Then, leaders must implement employment practices consistent with these overall goals. Of course, they must hire good people and punish those who violate the organization’s ethical norms. Just as importantly, they must reward those whose conduct embodies the organization’s ethical standards.
Leaders must also be aware of the cognitive and psychological shortcomings, situational factors, and social and organizational influences that can cause people to make irrational and self-defeating decisions in all areas of their lives. It turns out that leaders can use psychological knowledge to nudge employees to act more ethically.
So, Leaders should keep in mind:
• People are more likely to steal from their firms or mistreat their firms’ customers if they feel as though they themselves have been mistreated. So treating employees fairly is an extremely critical part of cultivating an ethical workforce. Leaders must explain the reasons for taking the actions that they take, for that helps employees accept decisions even if they disagree with them.
• Also, studies show that employees are more likely to act unethically if they are exhausted, so to overwork employees is to court disaster.
• Relatedly, people tend to act less ethically if they are under acute time pressure, so this is another reason to be reasonable in placing demands upon employees. Professors Margolis and Molinsky studied several organizations and found that some wisely built into their processes times for pauses and second looks.
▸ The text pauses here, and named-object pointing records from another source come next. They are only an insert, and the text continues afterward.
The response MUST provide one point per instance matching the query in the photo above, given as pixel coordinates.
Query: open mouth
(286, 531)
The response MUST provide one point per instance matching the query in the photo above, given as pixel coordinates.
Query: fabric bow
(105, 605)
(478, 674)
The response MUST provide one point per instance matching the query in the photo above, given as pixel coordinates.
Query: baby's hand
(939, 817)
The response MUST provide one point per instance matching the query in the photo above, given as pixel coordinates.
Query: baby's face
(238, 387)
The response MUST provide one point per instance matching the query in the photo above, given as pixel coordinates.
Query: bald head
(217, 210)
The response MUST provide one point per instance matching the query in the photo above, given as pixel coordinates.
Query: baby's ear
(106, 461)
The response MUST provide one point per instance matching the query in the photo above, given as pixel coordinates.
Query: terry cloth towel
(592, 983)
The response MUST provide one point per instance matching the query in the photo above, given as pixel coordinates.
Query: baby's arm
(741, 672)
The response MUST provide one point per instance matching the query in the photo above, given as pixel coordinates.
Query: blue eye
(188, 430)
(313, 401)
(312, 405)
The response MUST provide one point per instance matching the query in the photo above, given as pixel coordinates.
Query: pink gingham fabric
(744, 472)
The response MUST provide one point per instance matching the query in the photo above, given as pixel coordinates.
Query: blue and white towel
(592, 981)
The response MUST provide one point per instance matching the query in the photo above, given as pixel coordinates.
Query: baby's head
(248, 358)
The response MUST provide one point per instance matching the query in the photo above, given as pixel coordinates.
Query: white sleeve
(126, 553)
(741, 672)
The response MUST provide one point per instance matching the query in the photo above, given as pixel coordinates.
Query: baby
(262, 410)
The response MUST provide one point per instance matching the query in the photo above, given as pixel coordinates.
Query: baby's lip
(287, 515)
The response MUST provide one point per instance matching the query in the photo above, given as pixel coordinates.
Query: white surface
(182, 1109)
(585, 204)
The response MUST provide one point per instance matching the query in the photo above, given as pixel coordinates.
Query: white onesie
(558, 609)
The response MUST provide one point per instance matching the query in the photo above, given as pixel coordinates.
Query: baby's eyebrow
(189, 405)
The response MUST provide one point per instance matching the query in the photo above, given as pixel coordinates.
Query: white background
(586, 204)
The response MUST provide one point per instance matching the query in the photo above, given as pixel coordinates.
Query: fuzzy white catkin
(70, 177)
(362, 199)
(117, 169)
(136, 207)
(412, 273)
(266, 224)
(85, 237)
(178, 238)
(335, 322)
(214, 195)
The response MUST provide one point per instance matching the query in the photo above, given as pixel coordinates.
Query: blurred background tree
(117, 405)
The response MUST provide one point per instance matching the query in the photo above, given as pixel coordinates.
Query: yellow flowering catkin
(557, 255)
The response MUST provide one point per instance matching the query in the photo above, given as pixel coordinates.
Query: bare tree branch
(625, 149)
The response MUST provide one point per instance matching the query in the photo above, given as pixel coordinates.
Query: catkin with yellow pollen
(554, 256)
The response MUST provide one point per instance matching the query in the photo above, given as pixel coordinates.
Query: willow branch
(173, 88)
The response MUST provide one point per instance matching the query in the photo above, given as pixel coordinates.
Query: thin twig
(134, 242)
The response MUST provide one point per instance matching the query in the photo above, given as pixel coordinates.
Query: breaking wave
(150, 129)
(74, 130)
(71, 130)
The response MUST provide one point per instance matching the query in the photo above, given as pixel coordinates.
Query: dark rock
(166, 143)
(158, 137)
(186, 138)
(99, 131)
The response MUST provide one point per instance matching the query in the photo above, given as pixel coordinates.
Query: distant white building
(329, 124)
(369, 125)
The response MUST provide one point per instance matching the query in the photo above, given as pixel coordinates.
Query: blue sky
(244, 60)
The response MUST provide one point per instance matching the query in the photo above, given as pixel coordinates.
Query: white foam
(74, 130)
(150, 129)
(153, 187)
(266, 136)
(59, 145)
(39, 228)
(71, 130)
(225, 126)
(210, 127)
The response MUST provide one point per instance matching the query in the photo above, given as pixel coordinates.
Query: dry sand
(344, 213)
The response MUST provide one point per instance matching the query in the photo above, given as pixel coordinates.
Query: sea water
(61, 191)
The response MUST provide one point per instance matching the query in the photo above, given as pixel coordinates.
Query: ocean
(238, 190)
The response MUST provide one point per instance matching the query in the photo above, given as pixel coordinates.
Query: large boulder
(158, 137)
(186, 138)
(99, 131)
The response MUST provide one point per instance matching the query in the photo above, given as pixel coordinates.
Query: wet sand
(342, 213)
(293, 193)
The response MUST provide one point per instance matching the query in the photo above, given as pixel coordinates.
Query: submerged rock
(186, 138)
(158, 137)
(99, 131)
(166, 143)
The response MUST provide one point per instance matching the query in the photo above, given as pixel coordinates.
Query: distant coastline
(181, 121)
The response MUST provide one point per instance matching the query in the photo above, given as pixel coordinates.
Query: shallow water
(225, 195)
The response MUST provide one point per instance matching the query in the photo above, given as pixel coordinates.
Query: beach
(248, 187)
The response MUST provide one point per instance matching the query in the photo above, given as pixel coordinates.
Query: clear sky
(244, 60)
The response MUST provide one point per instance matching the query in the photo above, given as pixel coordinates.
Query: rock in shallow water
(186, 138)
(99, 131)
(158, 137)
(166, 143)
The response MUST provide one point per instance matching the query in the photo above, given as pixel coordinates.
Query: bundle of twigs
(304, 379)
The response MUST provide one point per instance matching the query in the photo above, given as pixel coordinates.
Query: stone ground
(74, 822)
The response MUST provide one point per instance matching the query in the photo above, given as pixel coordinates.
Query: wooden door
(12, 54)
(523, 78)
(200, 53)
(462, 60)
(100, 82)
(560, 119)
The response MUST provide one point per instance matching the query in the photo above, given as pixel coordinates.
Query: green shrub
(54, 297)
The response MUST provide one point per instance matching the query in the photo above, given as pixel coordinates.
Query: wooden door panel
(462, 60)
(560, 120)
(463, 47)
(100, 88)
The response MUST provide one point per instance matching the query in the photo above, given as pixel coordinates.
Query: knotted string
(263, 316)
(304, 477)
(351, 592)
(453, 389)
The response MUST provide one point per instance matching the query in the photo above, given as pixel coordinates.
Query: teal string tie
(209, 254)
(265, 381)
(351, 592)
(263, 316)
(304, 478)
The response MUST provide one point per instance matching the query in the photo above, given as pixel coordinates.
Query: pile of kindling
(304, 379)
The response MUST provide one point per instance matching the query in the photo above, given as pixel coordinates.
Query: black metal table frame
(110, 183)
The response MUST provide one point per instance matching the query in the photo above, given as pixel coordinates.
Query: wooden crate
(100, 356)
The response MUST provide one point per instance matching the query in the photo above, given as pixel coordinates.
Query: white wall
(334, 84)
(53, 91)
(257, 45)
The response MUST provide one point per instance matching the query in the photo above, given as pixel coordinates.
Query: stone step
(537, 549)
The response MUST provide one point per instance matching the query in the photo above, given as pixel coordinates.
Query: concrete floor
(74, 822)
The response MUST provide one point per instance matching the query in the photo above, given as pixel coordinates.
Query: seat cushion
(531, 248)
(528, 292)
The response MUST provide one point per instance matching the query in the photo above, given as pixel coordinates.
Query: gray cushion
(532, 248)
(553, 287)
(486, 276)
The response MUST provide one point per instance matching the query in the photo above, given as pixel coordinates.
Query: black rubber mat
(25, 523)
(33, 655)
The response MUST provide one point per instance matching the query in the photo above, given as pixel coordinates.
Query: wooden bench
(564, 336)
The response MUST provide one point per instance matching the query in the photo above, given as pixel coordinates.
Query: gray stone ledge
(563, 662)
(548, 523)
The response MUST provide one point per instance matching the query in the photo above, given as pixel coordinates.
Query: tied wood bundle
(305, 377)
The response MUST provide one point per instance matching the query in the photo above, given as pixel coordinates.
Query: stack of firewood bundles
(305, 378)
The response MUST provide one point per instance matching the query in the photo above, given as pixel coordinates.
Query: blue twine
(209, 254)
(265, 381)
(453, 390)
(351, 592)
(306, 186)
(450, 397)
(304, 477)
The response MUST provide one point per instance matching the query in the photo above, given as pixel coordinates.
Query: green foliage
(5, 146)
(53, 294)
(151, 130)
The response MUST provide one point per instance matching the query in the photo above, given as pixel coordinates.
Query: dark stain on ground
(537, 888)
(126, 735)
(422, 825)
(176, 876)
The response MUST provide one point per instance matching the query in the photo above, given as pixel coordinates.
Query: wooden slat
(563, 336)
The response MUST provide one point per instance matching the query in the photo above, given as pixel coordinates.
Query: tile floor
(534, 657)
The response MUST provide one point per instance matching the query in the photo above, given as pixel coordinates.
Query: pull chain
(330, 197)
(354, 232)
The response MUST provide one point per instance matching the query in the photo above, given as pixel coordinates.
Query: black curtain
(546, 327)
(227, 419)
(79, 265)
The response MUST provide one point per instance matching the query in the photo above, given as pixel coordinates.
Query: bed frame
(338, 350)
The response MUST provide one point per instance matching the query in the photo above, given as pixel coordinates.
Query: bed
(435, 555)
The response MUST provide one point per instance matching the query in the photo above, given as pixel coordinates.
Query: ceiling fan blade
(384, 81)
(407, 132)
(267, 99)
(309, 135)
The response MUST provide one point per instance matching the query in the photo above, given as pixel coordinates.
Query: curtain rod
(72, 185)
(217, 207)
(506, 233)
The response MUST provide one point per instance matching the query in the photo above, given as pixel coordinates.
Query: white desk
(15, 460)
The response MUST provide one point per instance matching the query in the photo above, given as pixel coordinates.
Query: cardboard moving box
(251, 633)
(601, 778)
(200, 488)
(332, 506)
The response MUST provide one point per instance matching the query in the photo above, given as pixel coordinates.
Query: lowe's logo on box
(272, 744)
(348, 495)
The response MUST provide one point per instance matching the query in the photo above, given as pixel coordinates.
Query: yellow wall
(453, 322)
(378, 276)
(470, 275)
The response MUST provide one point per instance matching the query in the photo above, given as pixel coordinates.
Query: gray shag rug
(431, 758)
• Remember, employees naturally focus upon goals that are set for them by superiors. If unrealistic goals are set, especially those that carry punishments for failing to meet them or extravagant rewards for exceeding them, then employees will tend to lose focus on the ethical aspects of their actions. They will concentrate entirely on meeting the goal. Realistic goals and moderate rewards for meeting them are a good combination.
• You may not have considered this, but the evidence is clear that people are more likely to act unethically if they find themselves in a dirty or cluttered workplace or if they find themselves in a dimly lit space. Cleanliness and good lighting can go a long way toward fostering ethical behavior.
• Finally, studies show that employees will tend to act more ethically if they are frequently reminded of the importance to the firm of living up to its espoused values. Effective leaders create legends that illustrate commitment to the firm’s culture. For decades, accounting firm Arthur Andersen was the most admired accounting firm in the world, in part because of its employees’ belief in the origin story of how founder Arthur Andersen told a large client that there was “not enough money in Chicago” to induce him to fudge the numbers. Unfortunately, the leaders of Andersen forgot this lesson and started emphasizing revenue over character, which is why the firm no longer exists.
While there is no single correct way to create and foster an ethical organizational culture, committed leaders will benefit by keeping these points in mind, and by remembering that all their actions send messages.”